Time-consumption risk of real-time ultrasound-guided internal jugular vein cannulation in pediatric patients: comparison with two conventional techniques.

December 16th, 2010 · Start a Discussion

Time-consumption risk of real-time ultrasound-guided internal jugular vein cannulation in pediatric patients: comparison with two conventional techniques.

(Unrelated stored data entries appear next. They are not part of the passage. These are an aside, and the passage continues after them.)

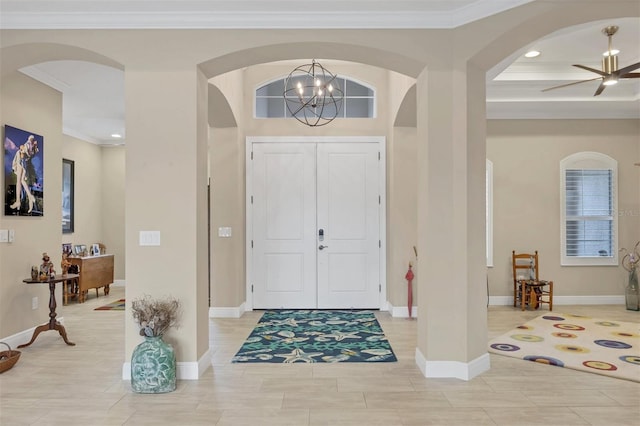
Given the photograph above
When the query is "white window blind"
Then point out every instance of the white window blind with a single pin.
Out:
(589, 212)
(589, 222)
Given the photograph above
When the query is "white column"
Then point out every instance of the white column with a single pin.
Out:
(166, 180)
(452, 331)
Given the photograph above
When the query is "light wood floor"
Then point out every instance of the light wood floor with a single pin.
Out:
(56, 384)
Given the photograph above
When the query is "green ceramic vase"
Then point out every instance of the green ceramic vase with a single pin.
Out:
(153, 366)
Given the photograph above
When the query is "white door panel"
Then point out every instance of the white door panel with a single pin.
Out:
(284, 258)
(348, 213)
(298, 189)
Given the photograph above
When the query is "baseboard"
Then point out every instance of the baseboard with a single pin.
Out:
(184, 370)
(231, 312)
(402, 311)
(565, 300)
(453, 369)
(23, 337)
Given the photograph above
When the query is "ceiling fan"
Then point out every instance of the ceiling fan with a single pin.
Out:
(610, 73)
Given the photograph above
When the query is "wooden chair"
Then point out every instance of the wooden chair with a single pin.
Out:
(528, 288)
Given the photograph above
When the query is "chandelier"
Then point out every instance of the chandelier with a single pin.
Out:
(312, 94)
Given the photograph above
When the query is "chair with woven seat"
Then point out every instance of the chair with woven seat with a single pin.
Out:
(528, 289)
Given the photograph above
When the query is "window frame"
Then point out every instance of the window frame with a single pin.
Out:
(589, 161)
(374, 98)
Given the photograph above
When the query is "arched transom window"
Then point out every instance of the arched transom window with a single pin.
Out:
(359, 100)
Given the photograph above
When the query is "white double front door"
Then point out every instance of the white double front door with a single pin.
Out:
(315, 225)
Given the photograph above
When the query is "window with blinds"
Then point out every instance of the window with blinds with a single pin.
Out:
(358, 102)
(589, 206)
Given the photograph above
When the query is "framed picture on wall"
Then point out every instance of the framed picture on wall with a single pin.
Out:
(67, 196)
(23, 172)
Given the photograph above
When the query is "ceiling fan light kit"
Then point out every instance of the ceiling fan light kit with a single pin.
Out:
(610, 73)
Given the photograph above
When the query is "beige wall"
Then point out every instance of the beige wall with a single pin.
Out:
(99, 189)
(112, 188)
(526, 158)
(88, 206)
(99, 197)
(31, 106)
(402, 184)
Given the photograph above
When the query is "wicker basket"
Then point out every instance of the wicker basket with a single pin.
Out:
(8, 358)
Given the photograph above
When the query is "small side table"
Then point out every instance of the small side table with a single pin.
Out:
(52, 324)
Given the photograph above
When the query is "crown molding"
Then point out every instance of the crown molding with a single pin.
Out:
(137, 14)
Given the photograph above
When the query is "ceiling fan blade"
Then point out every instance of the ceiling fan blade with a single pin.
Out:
(602, 73)
(628, 69)
(570, 84)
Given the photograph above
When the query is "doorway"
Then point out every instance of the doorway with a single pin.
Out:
(315, 221)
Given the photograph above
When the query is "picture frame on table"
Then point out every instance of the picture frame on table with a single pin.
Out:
(79, 249)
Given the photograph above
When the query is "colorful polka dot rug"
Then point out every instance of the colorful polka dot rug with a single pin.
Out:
(610, 348)
(310, 336)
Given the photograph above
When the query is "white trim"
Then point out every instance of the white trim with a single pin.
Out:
(184, 370)
(489, 215)
(226, 312)
(566, 300)
(454, 369)
(402, 311)
(24, 15)
(380, 140)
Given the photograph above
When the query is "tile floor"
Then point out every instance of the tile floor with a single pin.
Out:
(56, 384)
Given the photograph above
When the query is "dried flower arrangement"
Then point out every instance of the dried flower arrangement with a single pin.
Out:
(155, 316)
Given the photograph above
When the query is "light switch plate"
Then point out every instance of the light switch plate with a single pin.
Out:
(224, 232)
(149, 238)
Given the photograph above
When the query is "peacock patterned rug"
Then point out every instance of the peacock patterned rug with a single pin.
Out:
(289, 336)
(610, 348)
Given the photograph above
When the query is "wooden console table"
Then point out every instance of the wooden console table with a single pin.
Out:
(95, 272)
(52, 324)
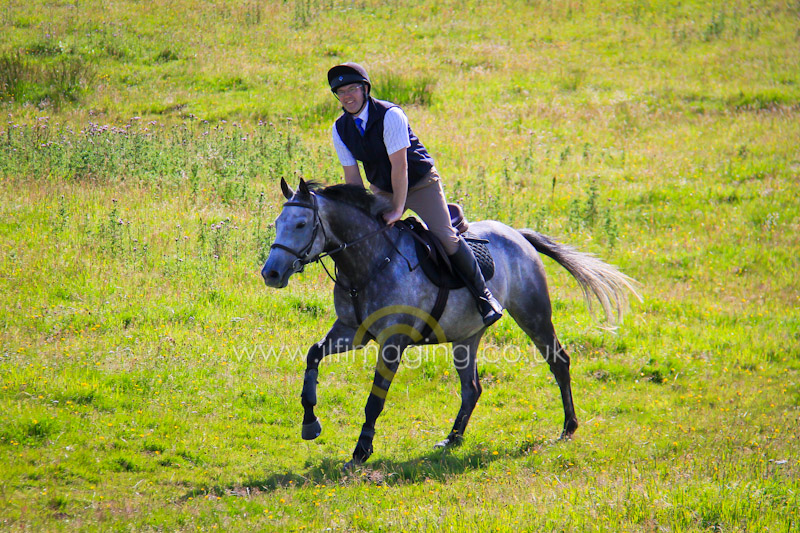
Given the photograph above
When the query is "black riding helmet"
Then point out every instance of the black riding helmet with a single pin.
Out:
(346, 74)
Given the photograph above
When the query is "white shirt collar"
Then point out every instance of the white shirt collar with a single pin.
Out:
(364, 115)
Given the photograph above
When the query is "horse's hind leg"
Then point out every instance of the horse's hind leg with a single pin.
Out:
(464, 357)
(540, 330)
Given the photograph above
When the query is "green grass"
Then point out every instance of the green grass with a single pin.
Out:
(149, 381)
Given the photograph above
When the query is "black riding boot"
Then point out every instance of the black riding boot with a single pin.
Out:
(466, 266)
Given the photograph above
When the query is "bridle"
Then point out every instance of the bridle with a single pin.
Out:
(303, 255)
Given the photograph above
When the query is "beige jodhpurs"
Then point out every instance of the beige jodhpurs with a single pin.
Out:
(427, 200)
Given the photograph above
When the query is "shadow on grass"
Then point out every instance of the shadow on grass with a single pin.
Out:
(437, 465)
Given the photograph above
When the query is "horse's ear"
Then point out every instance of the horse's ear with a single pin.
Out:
(287, 191)
(303, 188)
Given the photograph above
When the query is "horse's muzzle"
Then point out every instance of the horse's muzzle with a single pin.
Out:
(273, 278)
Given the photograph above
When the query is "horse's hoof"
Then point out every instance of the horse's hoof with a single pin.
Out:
(569, 430)
(449, 442)
(311, 431)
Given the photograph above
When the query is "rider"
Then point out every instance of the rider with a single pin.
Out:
(399, 169)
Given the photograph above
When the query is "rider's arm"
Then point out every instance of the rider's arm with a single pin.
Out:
(397, 140)
(352, 175)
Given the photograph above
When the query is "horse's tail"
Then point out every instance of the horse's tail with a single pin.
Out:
(608, 284)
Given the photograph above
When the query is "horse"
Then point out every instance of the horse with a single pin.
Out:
(375, 278)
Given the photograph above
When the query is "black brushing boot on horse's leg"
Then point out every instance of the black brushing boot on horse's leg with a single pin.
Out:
(466, 266)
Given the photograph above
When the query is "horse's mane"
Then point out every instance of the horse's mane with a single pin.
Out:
(353, 195)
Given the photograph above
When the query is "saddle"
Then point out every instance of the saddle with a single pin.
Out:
(434, 260)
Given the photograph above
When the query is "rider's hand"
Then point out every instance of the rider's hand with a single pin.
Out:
(390, 217)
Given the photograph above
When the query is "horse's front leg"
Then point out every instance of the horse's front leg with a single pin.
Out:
(385, 369)
(339, 339)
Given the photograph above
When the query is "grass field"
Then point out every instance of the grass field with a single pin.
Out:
(149, 380)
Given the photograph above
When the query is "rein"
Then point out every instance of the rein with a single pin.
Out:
(302, 255)
(303, 259)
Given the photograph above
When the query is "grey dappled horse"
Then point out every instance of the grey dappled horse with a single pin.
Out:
(378, 296)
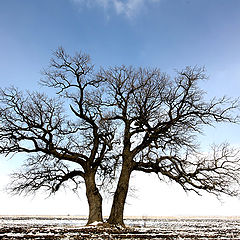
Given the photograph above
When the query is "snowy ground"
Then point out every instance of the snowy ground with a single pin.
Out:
(68, 227)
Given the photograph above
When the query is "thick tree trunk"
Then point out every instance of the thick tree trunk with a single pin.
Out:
(116, 215)
(94, 199)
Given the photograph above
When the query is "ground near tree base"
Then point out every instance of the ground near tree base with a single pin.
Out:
(72, 228)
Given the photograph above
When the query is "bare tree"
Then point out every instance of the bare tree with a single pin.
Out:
(61, 145)
(139, 118)
(160, 119)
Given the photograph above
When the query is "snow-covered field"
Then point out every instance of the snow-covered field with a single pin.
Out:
(73, 227)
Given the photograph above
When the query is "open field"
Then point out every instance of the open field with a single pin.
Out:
(73, 227)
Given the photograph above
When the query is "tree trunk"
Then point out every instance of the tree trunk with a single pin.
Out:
(94, 199)
(116, 215)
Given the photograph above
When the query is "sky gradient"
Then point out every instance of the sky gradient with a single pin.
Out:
(169, 34)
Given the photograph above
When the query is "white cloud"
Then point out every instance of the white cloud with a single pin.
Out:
(127, 8)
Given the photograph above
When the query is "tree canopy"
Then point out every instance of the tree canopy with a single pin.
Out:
(114, 121)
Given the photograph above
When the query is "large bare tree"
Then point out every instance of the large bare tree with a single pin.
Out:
(62, 144)
(160, 118)
(137, 117)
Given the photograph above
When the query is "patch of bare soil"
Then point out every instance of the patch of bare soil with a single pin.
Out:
(163, 229)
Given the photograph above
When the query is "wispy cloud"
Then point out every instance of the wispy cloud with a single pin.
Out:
(127, 8)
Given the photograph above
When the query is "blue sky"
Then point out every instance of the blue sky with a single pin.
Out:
(169, 34)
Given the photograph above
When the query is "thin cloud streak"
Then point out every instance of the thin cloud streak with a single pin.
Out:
(128, 8)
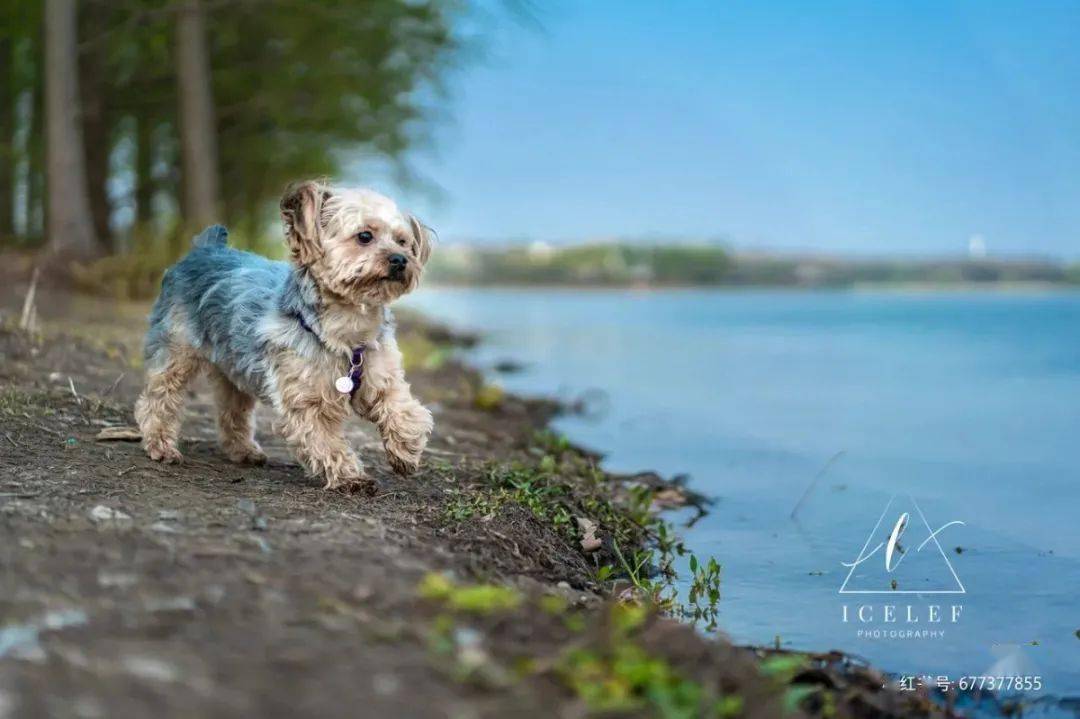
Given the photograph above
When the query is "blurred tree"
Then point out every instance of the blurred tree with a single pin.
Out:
(7, 137)
(196, 111)
(198, 134)
(94, 96)
(69, 221)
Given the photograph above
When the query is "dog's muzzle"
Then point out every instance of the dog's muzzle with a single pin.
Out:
(397, 265)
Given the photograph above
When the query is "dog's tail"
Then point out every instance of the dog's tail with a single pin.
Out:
(215, 235)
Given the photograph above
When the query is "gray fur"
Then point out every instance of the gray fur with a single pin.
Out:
(232, 306)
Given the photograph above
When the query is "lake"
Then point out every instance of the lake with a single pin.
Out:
(856, 407)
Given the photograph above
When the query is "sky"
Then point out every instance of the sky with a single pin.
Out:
(869, 127)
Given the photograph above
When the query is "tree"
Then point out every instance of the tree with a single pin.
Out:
(7, 137)
(94, 93)
(198, 131)
(69, 224)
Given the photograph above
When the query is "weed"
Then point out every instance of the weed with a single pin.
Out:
(624, 677)
(470, 598)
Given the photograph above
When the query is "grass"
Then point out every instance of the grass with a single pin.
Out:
(619, 675)
(561, 485)
(16, 403)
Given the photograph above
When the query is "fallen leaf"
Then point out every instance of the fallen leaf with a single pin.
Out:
(669, 498)
(589, 540)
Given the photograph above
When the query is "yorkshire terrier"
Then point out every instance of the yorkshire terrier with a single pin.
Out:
(313, 338)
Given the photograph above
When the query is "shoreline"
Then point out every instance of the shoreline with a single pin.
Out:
(478, 561)
(898, 288)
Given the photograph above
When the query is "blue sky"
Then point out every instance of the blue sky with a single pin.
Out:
(866, 126)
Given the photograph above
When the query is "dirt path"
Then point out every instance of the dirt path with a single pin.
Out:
(132, 588)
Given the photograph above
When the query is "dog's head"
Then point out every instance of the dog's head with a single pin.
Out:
(355, 243)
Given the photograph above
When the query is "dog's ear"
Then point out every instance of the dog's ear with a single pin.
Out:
(301, 209)
(421, 239)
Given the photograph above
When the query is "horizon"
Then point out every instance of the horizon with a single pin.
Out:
(898, 129)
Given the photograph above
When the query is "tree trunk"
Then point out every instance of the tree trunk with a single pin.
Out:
(69, 224)
(95, 121)
(144, 170)
(8, 98)
(198, 130)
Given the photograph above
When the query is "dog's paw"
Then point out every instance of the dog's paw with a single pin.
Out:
(404, 463)
(163, 451)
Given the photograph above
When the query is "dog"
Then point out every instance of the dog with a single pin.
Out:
(313, 337)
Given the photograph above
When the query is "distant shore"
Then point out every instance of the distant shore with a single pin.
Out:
(623, 265)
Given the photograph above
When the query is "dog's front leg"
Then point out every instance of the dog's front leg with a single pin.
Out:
(385, 398)
(312, 415)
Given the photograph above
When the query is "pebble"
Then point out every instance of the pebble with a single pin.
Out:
(102, 513)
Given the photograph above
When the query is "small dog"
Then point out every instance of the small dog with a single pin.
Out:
(313, 338)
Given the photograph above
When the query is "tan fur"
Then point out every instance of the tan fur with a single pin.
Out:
(312, 412)
(354, 280)
(160, 407)
(386, 399)
(235, 421)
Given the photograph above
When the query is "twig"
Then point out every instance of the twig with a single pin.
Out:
(817, 478)
(52, 432)
(26, 322)
(112, 388)
(78, 402)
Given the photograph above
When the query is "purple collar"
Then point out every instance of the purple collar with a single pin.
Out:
(356, 365)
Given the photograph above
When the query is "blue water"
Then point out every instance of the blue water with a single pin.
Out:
(967, 404)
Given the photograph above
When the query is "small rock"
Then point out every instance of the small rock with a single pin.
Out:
(171, 605)
(119, 434)
(386, 684)
(150, 667)
(103, 514)
(118, 580)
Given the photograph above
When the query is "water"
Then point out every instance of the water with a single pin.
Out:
(966, 405)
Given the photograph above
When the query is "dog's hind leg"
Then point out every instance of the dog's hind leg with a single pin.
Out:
(159, 408)
(235, 421)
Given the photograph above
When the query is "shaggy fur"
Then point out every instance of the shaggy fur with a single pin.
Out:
(283, 331)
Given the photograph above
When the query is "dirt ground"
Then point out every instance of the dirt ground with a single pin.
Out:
(132, 588)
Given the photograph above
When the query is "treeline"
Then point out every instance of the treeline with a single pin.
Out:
(124, 123)
(622, 265)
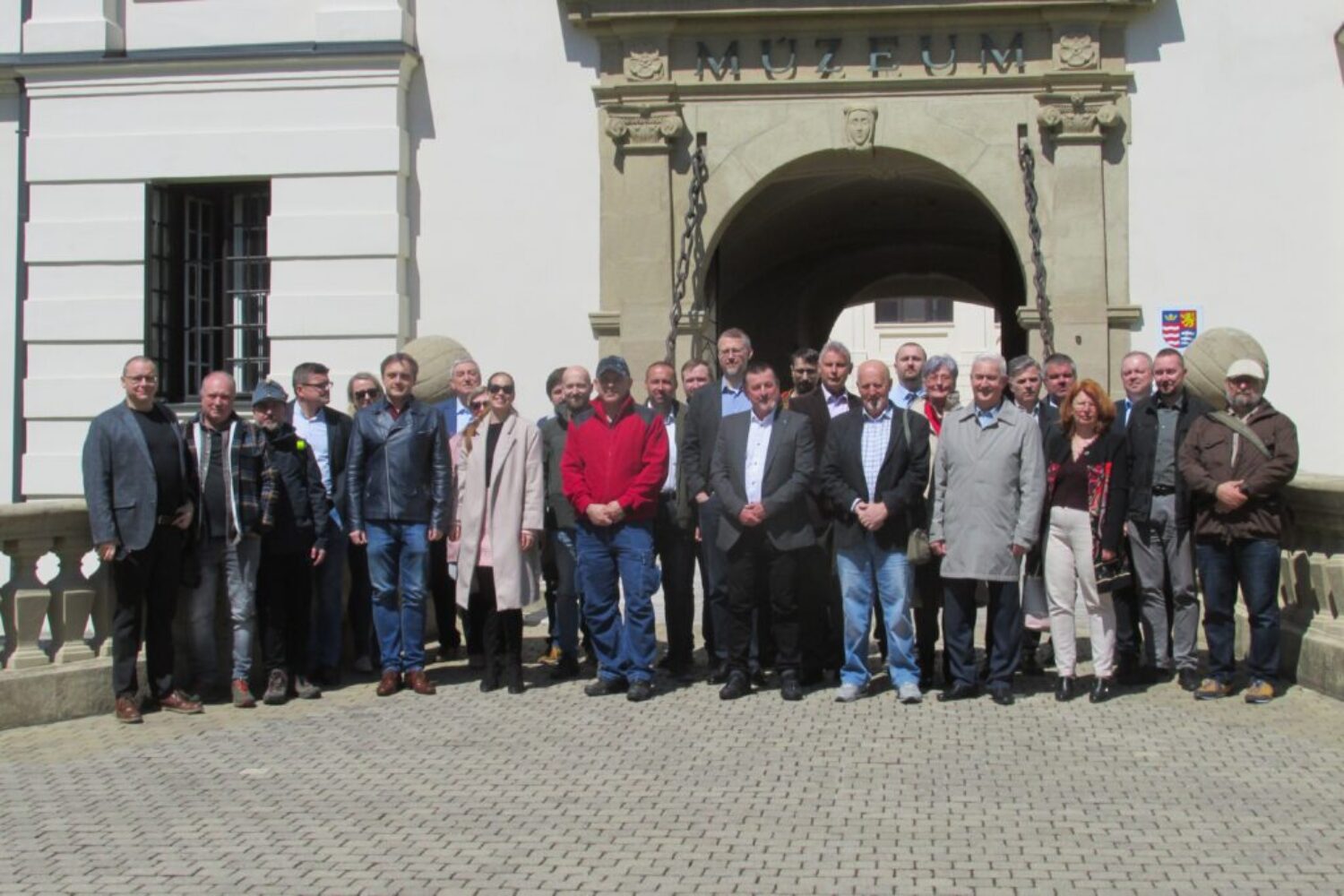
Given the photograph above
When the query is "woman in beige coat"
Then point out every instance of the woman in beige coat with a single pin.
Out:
(499, 519)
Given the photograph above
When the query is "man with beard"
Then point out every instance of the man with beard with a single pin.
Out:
(289, 551)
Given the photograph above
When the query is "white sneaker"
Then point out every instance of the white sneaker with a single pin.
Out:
(849, 694)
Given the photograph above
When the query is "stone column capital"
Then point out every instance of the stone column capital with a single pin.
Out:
(644, 129)
(1077, 117)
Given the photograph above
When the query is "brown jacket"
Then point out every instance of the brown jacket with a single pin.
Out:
(1212, 454)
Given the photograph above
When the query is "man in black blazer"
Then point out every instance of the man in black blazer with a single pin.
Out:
(703, 413)
(874, 470)
(761, 471)
(823, 648)
(327, 432)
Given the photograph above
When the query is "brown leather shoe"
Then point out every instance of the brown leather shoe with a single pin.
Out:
(419, 683)
(128, 712)
(389, 684)
(177, 702)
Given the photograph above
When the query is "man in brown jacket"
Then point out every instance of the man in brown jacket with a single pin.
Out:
(1236, 463)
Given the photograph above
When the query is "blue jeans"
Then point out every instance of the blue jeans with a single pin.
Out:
(613, 555)
(398, 559)
(862, 568)
(324, 642)
(1253, 564)
(566, 592)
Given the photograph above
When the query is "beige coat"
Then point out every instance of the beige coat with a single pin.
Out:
(516, 503)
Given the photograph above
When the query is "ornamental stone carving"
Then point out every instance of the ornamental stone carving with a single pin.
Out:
(644, 128)
(860, 124)
(1078, 50)
(644, 62)
(1077, 117)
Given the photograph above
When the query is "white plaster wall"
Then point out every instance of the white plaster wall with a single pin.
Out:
(970, 332)
(504, 193)
(1236, 188)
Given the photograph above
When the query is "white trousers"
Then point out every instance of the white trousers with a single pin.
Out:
(1070, 573)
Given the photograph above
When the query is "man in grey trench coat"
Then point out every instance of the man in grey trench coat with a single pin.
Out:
(989, 481)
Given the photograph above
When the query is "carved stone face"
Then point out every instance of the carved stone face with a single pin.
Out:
(859, 124)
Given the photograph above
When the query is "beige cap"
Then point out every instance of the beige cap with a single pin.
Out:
(1246, 367)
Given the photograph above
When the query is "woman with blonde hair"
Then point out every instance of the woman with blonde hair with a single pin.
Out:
(499, 517)
(1086, 487)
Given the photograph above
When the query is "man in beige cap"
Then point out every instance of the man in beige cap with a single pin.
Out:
(1236, 463)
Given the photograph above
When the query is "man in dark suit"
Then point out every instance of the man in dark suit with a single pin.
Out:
(874, 470)
(140, 489)
(762, 469)
(327, 432)
(703, 413)
(823, 648)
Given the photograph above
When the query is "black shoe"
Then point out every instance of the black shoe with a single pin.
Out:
(960, 691)
(566, 668)
(1102, 691)
(602, 686)
(736, 686)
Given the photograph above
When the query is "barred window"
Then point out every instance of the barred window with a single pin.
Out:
(207, 279)
(913, 311)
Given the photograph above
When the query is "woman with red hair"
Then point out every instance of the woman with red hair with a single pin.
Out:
(1086, 487)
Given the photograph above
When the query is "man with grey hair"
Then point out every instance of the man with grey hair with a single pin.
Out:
(989, 482)
(820, 605)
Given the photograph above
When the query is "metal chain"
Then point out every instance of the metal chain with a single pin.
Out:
(694, 215)
(1029, 179)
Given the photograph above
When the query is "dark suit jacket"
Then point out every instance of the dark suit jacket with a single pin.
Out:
(789, 465)
(120, 484)
(339, 427)
(900, 479)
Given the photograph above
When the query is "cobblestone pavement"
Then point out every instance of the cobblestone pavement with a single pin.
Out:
(554, 791)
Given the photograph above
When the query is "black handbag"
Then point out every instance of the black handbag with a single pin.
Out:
(1113, 575)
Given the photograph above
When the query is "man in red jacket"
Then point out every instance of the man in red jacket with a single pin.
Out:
(615, 462)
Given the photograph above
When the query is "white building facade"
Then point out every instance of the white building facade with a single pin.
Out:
(255, 183)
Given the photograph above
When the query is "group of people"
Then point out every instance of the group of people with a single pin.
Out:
(814, 514)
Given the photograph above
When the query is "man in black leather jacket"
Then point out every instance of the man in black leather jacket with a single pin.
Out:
(398, 476)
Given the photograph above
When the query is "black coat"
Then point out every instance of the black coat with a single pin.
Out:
(900, 479)
(1142, 450)
(303, 509)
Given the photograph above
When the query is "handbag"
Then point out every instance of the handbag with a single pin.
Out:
(1113, 575)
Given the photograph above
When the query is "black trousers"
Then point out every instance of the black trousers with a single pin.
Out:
(147, 583)
(761, 575)
(502, 630)
(675, 547)
(445, 595)
(360, 607)
(284, 608)
(959, 630)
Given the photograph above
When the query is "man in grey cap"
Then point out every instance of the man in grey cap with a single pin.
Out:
(296, 543)
(615, 463)
(1236, 463)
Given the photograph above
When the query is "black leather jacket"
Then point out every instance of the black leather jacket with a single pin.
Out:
(398, 469)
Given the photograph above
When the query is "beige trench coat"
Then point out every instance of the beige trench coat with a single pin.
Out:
(516, 501)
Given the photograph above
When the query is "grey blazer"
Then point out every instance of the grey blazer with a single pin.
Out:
(789, 466)
(120, 484)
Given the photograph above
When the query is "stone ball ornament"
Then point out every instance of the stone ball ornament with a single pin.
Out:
(435, 357)
(1211, 354)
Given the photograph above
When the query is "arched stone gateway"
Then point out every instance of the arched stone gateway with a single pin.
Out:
(863, 145)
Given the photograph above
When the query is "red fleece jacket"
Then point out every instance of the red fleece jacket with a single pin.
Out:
(621, 460)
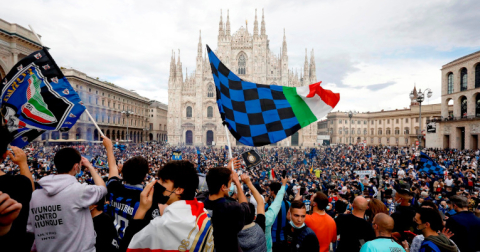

J Anesth. 2010 Aug;24(4):653-5

Authors: Yoshida H, Kushikata T, Kitayama M, Hashimoto H, Kimura F, Niwa H, Ishihara H, Hirota K

To assess the efficacy of three different methods for internal jugular vein (IJV) cannulation in pediatric patients, we conducted a review of patients undergoing cardiovascular surgery over an 11-year period, in which success rates for cannulation and time from induction of anesthesia to cannulation were evaluated. The success rate was better for real-time ultrasound guidance (USG: 90%) than for anatomic landmarks (AL: 76%) or audio-Doppler guidance (ADG: 74%) and the time required was greater for USG (35.0 +/- 13.6 min) than for AL (26.7 +/- 11.2 min) or ADG (29.2 +/- 8.9 min). However, USG resulted in a higher success rate than the other methods with comparable procedure time for smaller-body-weight (<5 kg) patients. Thus real-time USG leads to the highest success rate for IJV cannulation but with a significant time delay, whereas it was the most useful without time delay for the smaller-body-weight subgroup.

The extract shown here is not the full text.